Cognitive Load Theory is increasingly impacting on teachers. Its latest inclusion being in the Early Career Framework. Alongside its wider impact on policy, it is featuring in professional development programmes, influencing people’s thinking and hopefully their approach to teaching. At its heart, it is a theory about instructional (teaching) design.
The basic proposition of Cognitive Load Theory is, if our teaching aligns with how our pupils’ cognitive architecture is designed then learning will be enhanced. It is based on the idea that we have a working memory that can hold a limited amount of information for a limited time and an unlimited long term memory. The retention and connection of information in the long term memory transforms our ability to function as this overcomes the limits of our working memory.
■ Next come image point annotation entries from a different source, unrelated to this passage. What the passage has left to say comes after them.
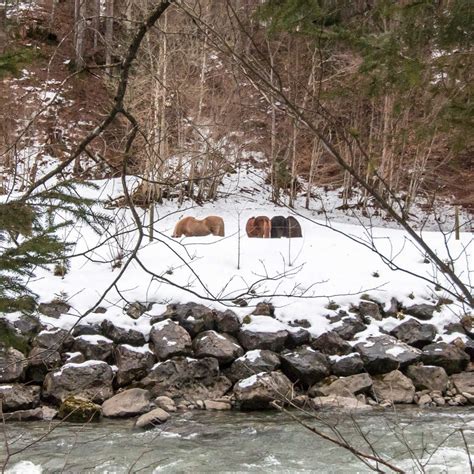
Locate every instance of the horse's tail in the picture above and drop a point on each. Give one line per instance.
(267, 228)
(176, 230)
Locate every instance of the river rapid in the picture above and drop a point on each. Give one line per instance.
(244, 442)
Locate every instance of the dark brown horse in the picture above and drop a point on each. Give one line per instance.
(293, 227)
(191, 227)
(279, 227)
(259, 226)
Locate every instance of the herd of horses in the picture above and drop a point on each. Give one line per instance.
(260, 226)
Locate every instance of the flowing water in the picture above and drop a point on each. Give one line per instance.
(244, 442)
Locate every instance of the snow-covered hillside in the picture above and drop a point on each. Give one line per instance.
(326, 271)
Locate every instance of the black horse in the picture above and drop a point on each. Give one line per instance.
(293, 228)
(279, 227)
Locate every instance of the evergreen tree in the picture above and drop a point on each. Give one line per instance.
(30, 238)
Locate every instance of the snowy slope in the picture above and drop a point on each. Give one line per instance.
(300, 276)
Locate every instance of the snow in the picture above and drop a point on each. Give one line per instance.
(333, 262)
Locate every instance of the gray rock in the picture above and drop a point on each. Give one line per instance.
(56, 339)
(253, 362)
(132, 402)
(428, 377)
(121, 335)
(451, 358)
(221, 346)
(331, 343)
(19, 397)
(464, 383)
(382, 354)
(40, 362)
(264, 309)
(12, 364)
(90, 380)
(94, 347)
(169, 339)
(165, 403)
(304, 365)
(133, 363)
(394, 387)
(421, 311)
(227, 322)
(54, 309)
(137, 309)
(217, 405)
(186, 378)
(258, 391)
(414, 333)
(369, 308)
(34, 414)
(194, 317)
(152, 418)
(339, 402)
(349, 327)
(346, 386)
(297, 338)
(350, 364)
(252, 339)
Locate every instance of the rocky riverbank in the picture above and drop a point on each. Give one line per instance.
(194, 357)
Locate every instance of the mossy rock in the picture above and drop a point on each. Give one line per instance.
(9, 337)
(79, 410)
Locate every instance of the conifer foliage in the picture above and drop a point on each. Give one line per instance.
(31, 233)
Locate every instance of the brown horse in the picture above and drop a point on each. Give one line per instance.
(259, 226)
(293, 227)
(191, 227)
(279, 227)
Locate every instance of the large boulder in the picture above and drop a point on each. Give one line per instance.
(227, 321)
(414, 333)
(133, 363)
(258, 391)
(55, 339)
(304, 365)
(132, 402)
(339, 402)
(221, 346)
(370, 309)
(122, 335)
(54, 309)
(297, 337)
(12, 364)
(91, 380)
(345, 365)
(253, 362)
(394, 387)
(346, 386)
(169, 339)
(19, 397)
(382, 354)
(186, 378)
(194, 317)
(428, 377)
(94, 347)
(331, 343)
(451, 358)
(79, 410)
(40, 362)
(464, 384)
(349, 326)
(151, 419)
(421, 311)
(263, 332)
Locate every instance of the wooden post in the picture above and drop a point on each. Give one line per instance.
(456, 222)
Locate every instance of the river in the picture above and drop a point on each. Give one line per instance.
(243, 442)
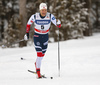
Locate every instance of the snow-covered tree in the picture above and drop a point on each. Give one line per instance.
(72, 15)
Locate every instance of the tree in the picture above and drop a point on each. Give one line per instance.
(23, 18)
(72, 15)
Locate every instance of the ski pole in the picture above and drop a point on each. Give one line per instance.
(3, 46)
(58, 55)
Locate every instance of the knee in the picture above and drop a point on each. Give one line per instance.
(40, 54)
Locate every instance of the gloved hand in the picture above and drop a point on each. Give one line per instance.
(58, 23)
(26, 36)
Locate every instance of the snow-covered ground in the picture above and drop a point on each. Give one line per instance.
(80, 64)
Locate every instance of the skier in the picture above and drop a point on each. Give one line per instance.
(42, 21)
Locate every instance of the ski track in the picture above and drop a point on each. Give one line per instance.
(80, 63)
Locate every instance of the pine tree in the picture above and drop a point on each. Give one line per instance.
(72, 15)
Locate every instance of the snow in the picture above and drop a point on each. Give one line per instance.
(80, 64)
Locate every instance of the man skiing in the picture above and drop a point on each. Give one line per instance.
(42, 23)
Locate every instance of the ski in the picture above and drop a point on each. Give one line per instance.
(43, 76)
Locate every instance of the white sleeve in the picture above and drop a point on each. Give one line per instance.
(31, 20)
(53, 20)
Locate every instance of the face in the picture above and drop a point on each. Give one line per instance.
(43, 12)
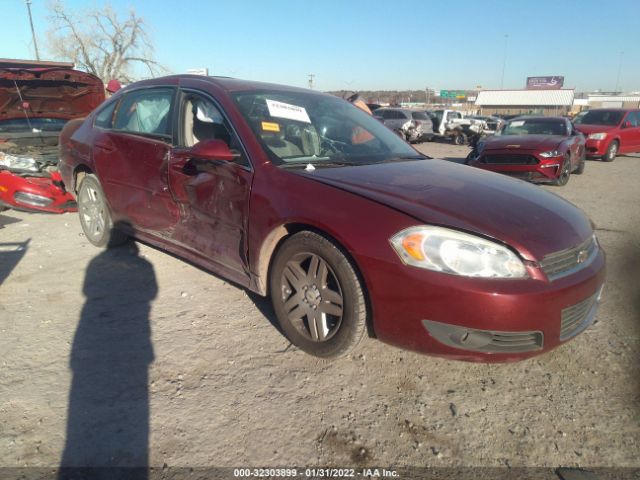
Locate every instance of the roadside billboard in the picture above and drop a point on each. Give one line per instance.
(548, 83)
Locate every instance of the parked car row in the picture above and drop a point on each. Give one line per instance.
(550, 149)
(35, 104)
(303, 197)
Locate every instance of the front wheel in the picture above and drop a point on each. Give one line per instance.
(317, 296)
(611, 153)
(95, 217)
(460, 139)
(580, 169)
(565, 173)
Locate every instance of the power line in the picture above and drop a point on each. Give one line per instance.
(33, 32)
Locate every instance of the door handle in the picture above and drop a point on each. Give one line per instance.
(107, 148)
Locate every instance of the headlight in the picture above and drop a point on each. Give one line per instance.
(550, 154)
(449, 251)
(597, 136)
(13, 162)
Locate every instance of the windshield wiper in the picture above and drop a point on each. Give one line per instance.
(405, 158)
(333, 163)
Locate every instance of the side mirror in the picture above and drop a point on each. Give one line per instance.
(214, 150)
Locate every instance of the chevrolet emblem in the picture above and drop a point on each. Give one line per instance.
(582, 256)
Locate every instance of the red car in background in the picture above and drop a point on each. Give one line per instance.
(538, 149)
(610, 131)
(36, 100)
(301, 196)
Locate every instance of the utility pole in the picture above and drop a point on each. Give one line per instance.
(33, 32)
(619, 69)
(504, 60)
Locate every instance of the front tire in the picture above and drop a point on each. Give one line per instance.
(612, 151)
(95, 217)
(580, 169)
(565, 173)
(460, 139)
(317, 296)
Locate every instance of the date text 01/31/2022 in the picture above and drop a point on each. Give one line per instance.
(314, 472)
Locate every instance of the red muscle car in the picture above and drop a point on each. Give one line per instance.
(538, 149)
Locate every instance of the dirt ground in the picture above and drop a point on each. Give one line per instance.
(169, 362)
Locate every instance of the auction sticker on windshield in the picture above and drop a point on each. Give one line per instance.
(286, 110)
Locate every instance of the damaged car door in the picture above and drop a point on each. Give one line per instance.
(130, 152)
(212, 193)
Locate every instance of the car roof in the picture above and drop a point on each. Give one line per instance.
(537, 117)
(225, 83)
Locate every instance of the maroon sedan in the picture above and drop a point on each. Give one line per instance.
(538, 149)
(301, 196)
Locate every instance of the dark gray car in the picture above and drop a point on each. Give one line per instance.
(412, 125)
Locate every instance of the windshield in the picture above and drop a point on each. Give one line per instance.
(599, 117)
(17, 125)
(420, 116)
(437, 114)
(535, 126)
(298, 128)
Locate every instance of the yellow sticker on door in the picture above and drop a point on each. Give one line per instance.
(270, 127)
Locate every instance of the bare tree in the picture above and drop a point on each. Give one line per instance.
(100, 43)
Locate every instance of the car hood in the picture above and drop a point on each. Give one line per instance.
(48, 93)
(523, 142)
(587, 129)
(436, 192)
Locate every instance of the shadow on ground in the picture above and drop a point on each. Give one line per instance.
(108, 414)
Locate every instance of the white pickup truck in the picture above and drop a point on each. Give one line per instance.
(453, 125)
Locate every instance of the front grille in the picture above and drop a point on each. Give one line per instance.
(509, 159)
(570, 260)
(486, 341)
(514, 342)
(578, 317)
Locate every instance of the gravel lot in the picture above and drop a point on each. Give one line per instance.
(173, 363)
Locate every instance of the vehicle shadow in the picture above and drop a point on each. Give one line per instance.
(10, 255)
(108, 414)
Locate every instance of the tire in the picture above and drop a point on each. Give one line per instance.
(460, 139)
(317, 296)
(565, 173)
(95, 217)
(611, 152)
(470, 157)
(581, 163)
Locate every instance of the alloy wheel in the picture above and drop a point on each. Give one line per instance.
(312, 297)
(92, 213)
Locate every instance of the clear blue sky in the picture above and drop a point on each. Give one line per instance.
(362, 45)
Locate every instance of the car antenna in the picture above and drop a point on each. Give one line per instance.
(23, 105)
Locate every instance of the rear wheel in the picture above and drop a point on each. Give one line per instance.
(95, 217)
(611, 153)
(317, 296)
(565, 173)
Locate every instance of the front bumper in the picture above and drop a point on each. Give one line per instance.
(546, 170)
(39, 194)
(596, 148)
(485, 320)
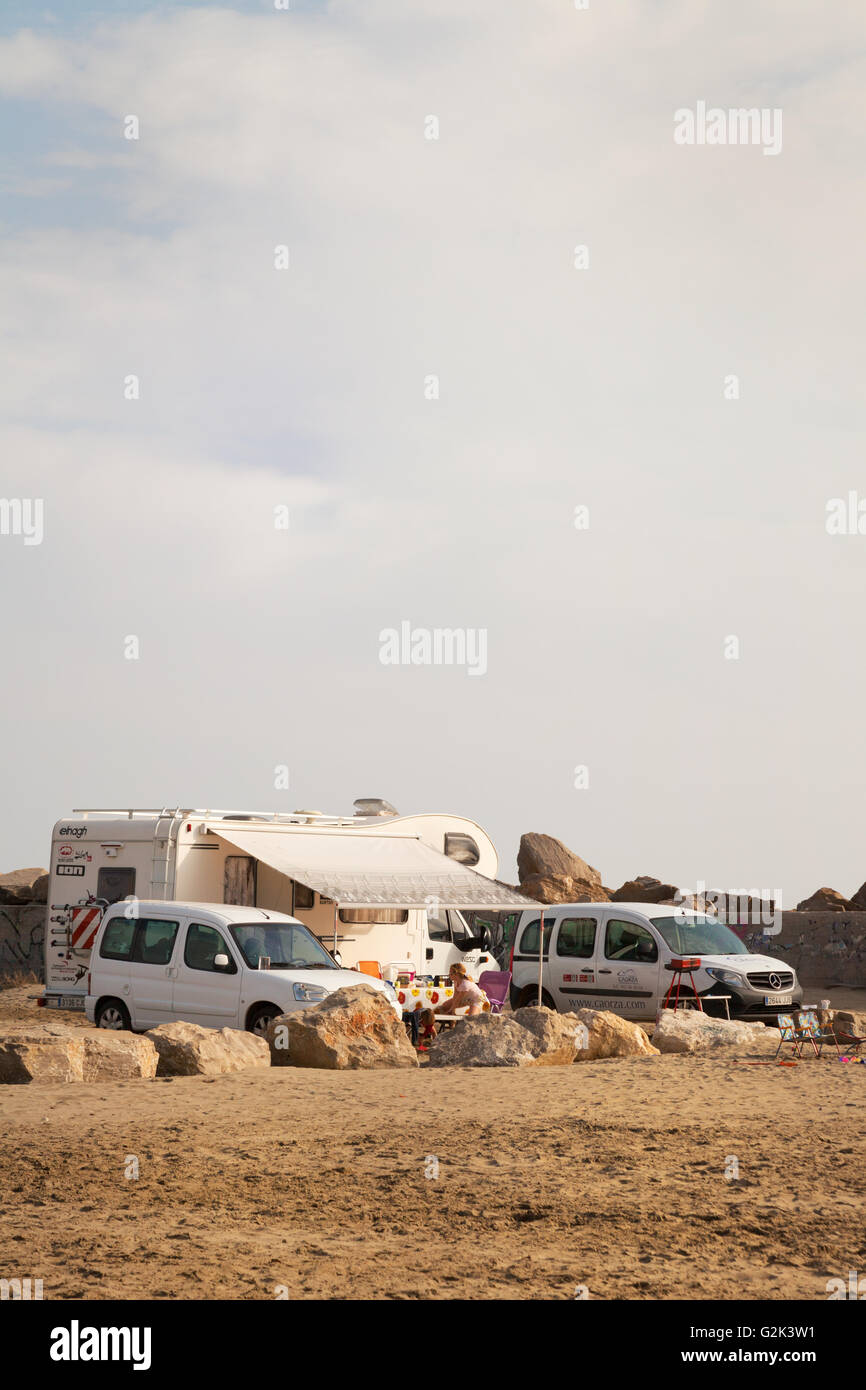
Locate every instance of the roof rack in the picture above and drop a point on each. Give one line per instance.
(289, 818)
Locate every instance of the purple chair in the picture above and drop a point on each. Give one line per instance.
(495, 984)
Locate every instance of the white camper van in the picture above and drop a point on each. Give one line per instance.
(373, 887)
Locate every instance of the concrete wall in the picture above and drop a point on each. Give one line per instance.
(826, 948)
(22, 938)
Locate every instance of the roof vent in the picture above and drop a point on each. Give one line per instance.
(374, 806)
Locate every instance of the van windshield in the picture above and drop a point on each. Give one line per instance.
(699, 936)
(289, 945)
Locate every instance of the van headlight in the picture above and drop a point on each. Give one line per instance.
(724, 976)
(309, 993)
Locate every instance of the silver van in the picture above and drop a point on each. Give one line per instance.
(613, 955)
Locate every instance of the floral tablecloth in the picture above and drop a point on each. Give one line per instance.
(413, 997)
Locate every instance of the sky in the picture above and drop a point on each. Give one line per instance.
(692, 380)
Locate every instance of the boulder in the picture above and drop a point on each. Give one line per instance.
(826, 900)
(118, 1057)
(562, 888)
(189, 1050)
(41, 1055)
(546, 858)
(645, 890)
(858, 902)
(690, 1030)
(353, 1029)
(556, 1039)
(24, 886)
(608, 1034)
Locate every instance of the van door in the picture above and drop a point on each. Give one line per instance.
(152, 972)
(627, 969)
(205, 994)
(572, 965)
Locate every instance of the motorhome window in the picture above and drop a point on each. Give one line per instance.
(203, 944)
(289, 947)
(303, 898)
(437, 926)
(117, 938)
(239, 881)
(528, 940)
(462, 848)
(576, 937)
(114, 884)
(628, 941)
(459, 930)
(154, 941)
(370, 916)
(705, 936)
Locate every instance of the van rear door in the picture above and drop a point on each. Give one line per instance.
(572, 965)
(627, 968)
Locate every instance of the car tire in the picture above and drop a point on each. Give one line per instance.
(111, 1014)
(260, 1018)
(528, 995)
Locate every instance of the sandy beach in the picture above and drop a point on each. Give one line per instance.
(606, 1175)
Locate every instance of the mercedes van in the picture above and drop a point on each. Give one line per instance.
(216, 965)
(613, 955)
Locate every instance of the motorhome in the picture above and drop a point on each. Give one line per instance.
(376, 887)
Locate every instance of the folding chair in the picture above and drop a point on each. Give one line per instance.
(788, 1034)
(809, 1030)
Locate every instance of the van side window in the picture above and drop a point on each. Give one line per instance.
(114, 883)
(528, 937)
(628, 941)
(437, 926)
(462, 848)
(576, 937)
(154, 941)
(202, 945)
(117, 938)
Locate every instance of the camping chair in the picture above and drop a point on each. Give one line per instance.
(495, 984)
(788, 1034)
(811, 1030)
(370, 968)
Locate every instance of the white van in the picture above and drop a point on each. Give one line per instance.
(613, 955)
(154, 962)
(371, 887)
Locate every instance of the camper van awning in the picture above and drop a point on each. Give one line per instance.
(373, 870)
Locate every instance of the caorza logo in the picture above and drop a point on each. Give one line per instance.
(77, 1343)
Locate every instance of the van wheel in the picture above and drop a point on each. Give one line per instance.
(530, 995)
(260, 1018)
(111, 1014)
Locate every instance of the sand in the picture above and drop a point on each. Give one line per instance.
(606, 1175)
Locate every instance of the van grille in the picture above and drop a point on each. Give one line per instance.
(772, 979)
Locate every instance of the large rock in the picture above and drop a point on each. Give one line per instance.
(41, 1055)
(562, 888)
(645, 890)
(189, 1050)
(118, 1057)
(858, 902)
(608, 1034)
(546, 858)
(690, 1030)
(353, 1029)
(24, 886)
(826, 900)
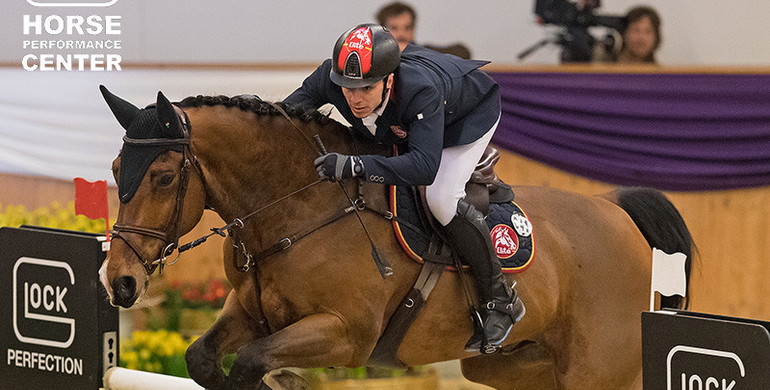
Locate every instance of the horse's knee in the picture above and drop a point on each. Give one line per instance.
(249, 368)
(203, 365)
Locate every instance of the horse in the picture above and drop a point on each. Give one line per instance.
(321, 301)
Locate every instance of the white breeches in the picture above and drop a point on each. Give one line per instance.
(454, 171)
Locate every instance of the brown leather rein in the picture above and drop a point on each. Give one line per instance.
(189, 159)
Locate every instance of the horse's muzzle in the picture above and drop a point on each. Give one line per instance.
(124, 291)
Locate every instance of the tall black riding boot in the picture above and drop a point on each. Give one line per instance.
(500, 305)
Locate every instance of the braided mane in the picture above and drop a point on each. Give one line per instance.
(251, 103)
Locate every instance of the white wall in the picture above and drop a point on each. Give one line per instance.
(712, 32)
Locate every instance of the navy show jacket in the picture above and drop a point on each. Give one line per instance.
(438, 100)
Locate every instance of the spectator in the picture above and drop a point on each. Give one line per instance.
(641, 37)
(400, 19)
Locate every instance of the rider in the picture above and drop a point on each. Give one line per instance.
(446, 110)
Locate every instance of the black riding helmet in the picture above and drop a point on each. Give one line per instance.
(364, 55)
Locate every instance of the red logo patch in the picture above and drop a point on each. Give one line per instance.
(359, 41)
(505, 241)
(398, 131)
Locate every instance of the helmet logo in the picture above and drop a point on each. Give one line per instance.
(355, 57)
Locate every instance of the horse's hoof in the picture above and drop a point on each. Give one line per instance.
(204, 368)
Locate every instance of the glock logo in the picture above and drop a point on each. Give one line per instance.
(39, 302)
(65, 3)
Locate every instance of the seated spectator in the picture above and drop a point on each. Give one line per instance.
(399, 18)
(641, 37)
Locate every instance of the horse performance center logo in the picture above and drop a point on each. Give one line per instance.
(685, 368)
(63, 3)
(64, 42)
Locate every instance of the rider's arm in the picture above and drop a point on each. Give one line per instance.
(313, 92)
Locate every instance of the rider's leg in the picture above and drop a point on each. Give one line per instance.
(470, 236)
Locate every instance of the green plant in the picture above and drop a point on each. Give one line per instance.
(55, 216)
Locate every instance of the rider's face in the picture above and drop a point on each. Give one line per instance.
(401, 27)
(363, 101)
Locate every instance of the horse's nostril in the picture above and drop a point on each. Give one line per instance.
(124, 289)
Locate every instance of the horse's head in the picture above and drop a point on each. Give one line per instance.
(161, 192)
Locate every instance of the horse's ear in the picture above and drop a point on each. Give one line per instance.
(124, 111)
(167, 117)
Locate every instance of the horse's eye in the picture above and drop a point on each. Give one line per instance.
(165, 180)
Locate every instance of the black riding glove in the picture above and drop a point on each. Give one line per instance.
(335, 166)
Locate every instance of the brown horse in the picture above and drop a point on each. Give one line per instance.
(322, 302)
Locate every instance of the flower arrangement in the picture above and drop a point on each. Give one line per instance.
(191, 308)
(54, 216)
(158, 351)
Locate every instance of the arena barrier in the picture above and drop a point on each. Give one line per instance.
(57, 329)
(118, 378)
(695, 351)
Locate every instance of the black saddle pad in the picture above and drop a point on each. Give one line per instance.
(509, 227)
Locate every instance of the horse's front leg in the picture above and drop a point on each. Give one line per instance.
(232, 329)
(319, 340)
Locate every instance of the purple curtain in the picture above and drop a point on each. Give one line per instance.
(680, 132)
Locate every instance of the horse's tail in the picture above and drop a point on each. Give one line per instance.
(662, 227)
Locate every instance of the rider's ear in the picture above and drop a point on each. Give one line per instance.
(169, 121)
(124, 111)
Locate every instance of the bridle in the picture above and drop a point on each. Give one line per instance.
(170, 240)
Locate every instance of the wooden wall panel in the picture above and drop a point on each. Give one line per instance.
(731, 229)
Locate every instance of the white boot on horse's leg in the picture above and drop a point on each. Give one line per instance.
(501, 306)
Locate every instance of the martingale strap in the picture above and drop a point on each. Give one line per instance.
(188, 160)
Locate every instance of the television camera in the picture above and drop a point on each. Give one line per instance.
(576, 41)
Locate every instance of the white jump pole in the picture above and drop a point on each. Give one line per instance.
(118, 378)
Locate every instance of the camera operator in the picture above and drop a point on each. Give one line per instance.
(641, 37)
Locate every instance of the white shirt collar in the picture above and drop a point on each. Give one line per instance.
(369, 120)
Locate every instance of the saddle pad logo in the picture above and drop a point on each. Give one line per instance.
(505, 241)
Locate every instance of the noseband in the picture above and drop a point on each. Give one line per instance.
(170, 240)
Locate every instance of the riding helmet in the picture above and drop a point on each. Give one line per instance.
(364, 55)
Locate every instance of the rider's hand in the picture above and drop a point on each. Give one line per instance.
(335, 166)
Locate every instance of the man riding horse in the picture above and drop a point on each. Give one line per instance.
(446, 111)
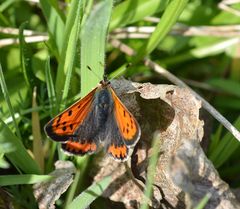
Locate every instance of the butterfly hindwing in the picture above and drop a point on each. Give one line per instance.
(62, 127)
(127, 124)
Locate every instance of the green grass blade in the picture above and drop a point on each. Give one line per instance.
(22, 179)
(93, 42)
(227, 146)
(132, 11)
(25, 58)
(226, 85)
(212, 49)
(50, 88)
(7, 99)
(168, 19)
(68, 53)
(151, 171)
(90, 194)
(20, 157)
(55, 25)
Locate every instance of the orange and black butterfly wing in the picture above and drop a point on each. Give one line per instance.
(65, 127)
(125, 128)
(62, 127)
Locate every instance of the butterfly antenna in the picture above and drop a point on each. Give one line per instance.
(89, 68)
(121, 71)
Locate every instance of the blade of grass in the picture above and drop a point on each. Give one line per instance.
(215, 138)
(90, 194)
(20, 157)
(151, 171)
(22, 179)
(7, 99)
(68, 52)
(50, 88)
(25, 58)
(36, 131)
(225, 148)
(132, 11)
(201, 52)
(168, 19)
(71, 52)
(55, 25)
(93, 40)
(229, 86)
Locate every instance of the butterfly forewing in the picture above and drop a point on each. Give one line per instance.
(63, 126)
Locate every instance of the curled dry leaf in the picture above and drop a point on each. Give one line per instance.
(173, 111)
(46, 193)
Cognitive Load Theory is most applicable when information is new to pupils, complex and they are at a novice stage in their learning. When this is less true the limits of working memory are unlikely to be reached.
Sweller et al (2019) developed aspects of their theory using advances in knowledge in Evolutionary Psychology. Biologically primary knowledge is knowledge that we have evolved to acquire over countless generations: learning how to listen and speak, recognising faces, solving unfamiliar problems and making plans for future events. Our cognitive systems have evolved to allow us to acquire these skills automatically and with limited effort.
Biologically secondary knowledge is knowledge we need because our culture has determined it is important. Our cognitive systems have not evolved separate structures or systems to enable us to acquire this information. We learn this secondary knowledge by piggy backing on to the cognitive structures and systems used to acquire biological primary knowledge. Our most effective teaching methods require alignment of knowledge acquisition with the five basic biological principles.
Three Types of Cognitive Load & Scaffolding Effects
There are three types of cognitive load. Intrinsic cognitive load is affected by the complexity of the information (element interactivity) and expertise of the learner. The more complex the information and the more novice the learner the greater the cognitive load. Germane cognitive load constitutes the processing capacity within working memory to aid learning. Intrinsic load and germane cognitive load are intertwined and work to aid learning.
Extraneous cognitive load is associated with teaching and how materials are presented. Where the teaching or course design lacks clarity or precision the extraneous cognitive load is increased. This redirects the processing capacity in working memory – germane cognitive load – away from learning.
Worked Example Effect
Worked examples provide a full solution to a problem. This focuses the learners’ attention on the steps required to solve it, enabling them to induce generalised solutions.
Effective when used alongside worked examples. Learners respond to prompts that require them to explain the process and workings used to solve the problem. It ensures learners carefully study the worked example.
Completion Problem Effect
Partially completed problems are provided to learners who are required to complete them; the amount of work required by the learner can be varied. This forms a bridge between worked examples and conventional problems.
Goal free problems lower cognitive load and increase the focus on finding solutions by removing the cognitive load associated with holding and processing: a current problem state, a goal state and problem-solving operators.
Studying variable questions/problems increases intrinsic cognitive load. However, learners gain domain knowledge of similarities and differences; this approach enhances the germane element of cognitive load leading to greater learning.
The imagination effect occurs when learners imagine or mentally rehearse a concept or process. This is only appropriate once learners have secure prior knowledge; if not working memory will be exceeded.
Collective Working Memory Effect
When learners collaborate on a complex task or problem their multiple limited working memories (and information stored in long term memory) are pooled to form a single information storage and processing system.
Classification of the cognitive load effects into a group relating to scaffolding is mine. It is not in the original or revised paper. However, there are five higher order compound effects identified that alter the characteristics of the other simple cognitive load effects. These compound effects provide underpinning principles that help explain the limits of the simple effects.
Reference: Sweller, J., van Merriënboer, J. and Paas, F. (2019). Cognitive Architecture and Instructional Design: 20 Years Later. Educational Psychology Review.